Ausgebooteter Stellvertreter

Personalie

  • Ian King
  • Lesedauer: 2 Min.
Damian Green, »Erster Staatssekretär« und damit Stellvertreter der britischen Premierministerin Theresa May, wurde am Mittwoch vor Weihnachten entlassen. Eine Mischung von Grapscher- und Porno-Geschichten sowie wiederholten Lügen darüber führte zum blauen Brief. Damit verlässt nach Michael Fallon und Priti Patel ein dritter Minister innerhalb von sechs Wochen Mays Kabinett.

Der 61-jährige Green, mit May seit gemeinsamen Studienzeiten befreundet, soll 2015 bei einem privaten Treffen der Journalistin und Tory-Aktivistin Kate Maltby ans Knie gefasst und ihr zugeflüstert haben, seine Frau sei »sehr verständnisvoll«. Maltby behauptet, den Kontakt abgebrochen, aber später anzügliche SMS von Green erhalten zu haben. 2008 hatte eine Polizeiuntersuchung in Greens Abgeordnetenbüro Hunderte von Pornovideos auf dem PC entdeckt, deren Existenz er erfolglos bestritt. Entlastungsangriffe von Greens Freunden gegen Maltbys Charakter sowie Vorwürfe gegen die Polizisten gingen ins Leere. Eine offizielle Untersuchung durch Sue Gray, Ethik-Beraterin des Kabinetts, fand Maltbys Erklärung plausibel und Greens Lügen über die Pornos nicht akzeptabel: Er musste gehen.

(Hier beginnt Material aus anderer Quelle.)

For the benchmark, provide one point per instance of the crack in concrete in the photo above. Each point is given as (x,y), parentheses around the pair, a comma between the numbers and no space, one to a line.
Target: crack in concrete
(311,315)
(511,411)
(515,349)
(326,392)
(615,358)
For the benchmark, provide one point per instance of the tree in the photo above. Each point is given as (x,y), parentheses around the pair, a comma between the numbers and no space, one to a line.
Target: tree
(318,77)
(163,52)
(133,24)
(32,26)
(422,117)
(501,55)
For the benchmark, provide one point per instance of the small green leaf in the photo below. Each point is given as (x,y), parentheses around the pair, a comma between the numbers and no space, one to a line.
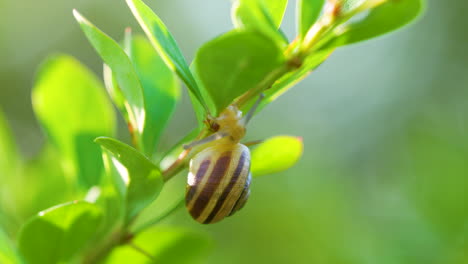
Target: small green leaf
(115,92)
(56,235)
(137,180)
(385,18)
(276,154)
(114,56)
(63,86)
(9,158)
(308,11)
(165,45)
(164,245)
(7,251)
(292,78)
(260,15)
(109,200)
(160,88)
(235,62)
(170,199)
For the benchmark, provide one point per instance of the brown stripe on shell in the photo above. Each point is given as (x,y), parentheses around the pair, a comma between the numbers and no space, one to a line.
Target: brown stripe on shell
(243,197)
(222,199)
(212,183)
(191,190)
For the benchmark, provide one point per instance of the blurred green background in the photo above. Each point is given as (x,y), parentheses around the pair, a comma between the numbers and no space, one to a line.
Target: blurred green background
(384,176)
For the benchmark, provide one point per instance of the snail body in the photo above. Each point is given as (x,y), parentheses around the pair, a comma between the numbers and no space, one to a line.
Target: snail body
(219,177)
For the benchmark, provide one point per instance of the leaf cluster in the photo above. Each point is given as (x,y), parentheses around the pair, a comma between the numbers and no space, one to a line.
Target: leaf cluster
(142,76)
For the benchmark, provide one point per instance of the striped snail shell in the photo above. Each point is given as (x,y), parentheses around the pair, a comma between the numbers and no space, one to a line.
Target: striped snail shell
(219,174)
(218,182)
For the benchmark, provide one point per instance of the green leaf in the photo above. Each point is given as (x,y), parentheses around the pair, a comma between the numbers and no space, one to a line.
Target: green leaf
(308,11)
(9,158)
(59,233)
(137,180)
(171,198)
(289,80)
(165,45)
(276,154)
(260,15)
(73,109)
(161,90)
(235,62)
(114,56)
(109,200)
(164,245)
(387,17)
(7,252)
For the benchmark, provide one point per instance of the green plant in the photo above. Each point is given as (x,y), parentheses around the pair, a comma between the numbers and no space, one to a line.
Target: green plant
(142,76)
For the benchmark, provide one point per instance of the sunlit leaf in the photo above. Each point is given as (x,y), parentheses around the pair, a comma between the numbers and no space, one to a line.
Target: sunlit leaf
(7,251)
(63,86)
(235,62)
(9,165)
(9,158)
(111,203)
(290,79)
(59,233)
(387,17)
(164,43)
(137,180)
(276,154)
(308,11)
(163,245)
(170,199)
(161,90)
(114,56)
(260,15)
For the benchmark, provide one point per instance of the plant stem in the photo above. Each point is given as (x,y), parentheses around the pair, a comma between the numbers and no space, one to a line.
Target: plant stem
(115,239)
(159,218)
(142,251)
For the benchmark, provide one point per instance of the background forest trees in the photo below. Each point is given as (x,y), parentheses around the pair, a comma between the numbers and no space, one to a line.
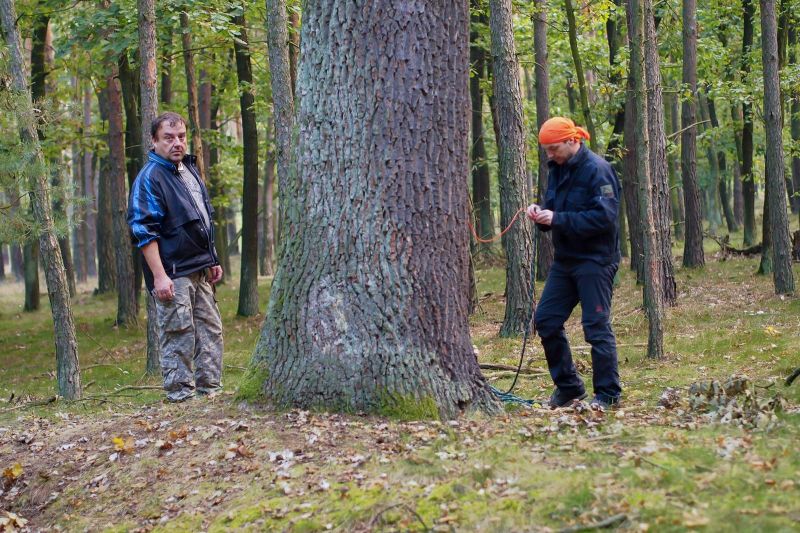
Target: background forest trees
(710,162)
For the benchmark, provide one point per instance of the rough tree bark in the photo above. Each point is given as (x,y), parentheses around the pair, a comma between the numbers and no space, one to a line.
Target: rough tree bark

Dabei gilt der Waliser Green, seit 1997 im Unterhaus, eher als graue Eminenz denn als Publikumsliebling. Der ehemalige Staatssekretär im Innenministerium wurde als fleißiger Vertrauter von May zum Arbeitsminister befördert, wurde dann ihr Stellvertreter, ein gewissermaßen spurloser Aufstieg ohne Höhepunkte, der auf seine absolute Loyalität zurückging. Jetzt wird ein neuer Vorsitzender des Kabinettskomitees gesucht.

Wie alle Minister akzeptierte Green das Ergebnis der Volksabstimmung über den EU-Austritt, wollte aber einen möglichst sanften Brexit mit engen Beziehungen zur EU auch nach 2019. So gesehen stärkt Greens Weggang die Lage von Boris Johnson und den rabiaten EU-Gegnern. Und wie BBC-Korrespondentin Laura Kuenssberg orakelt: Um Theresa May wird es immer einsamer.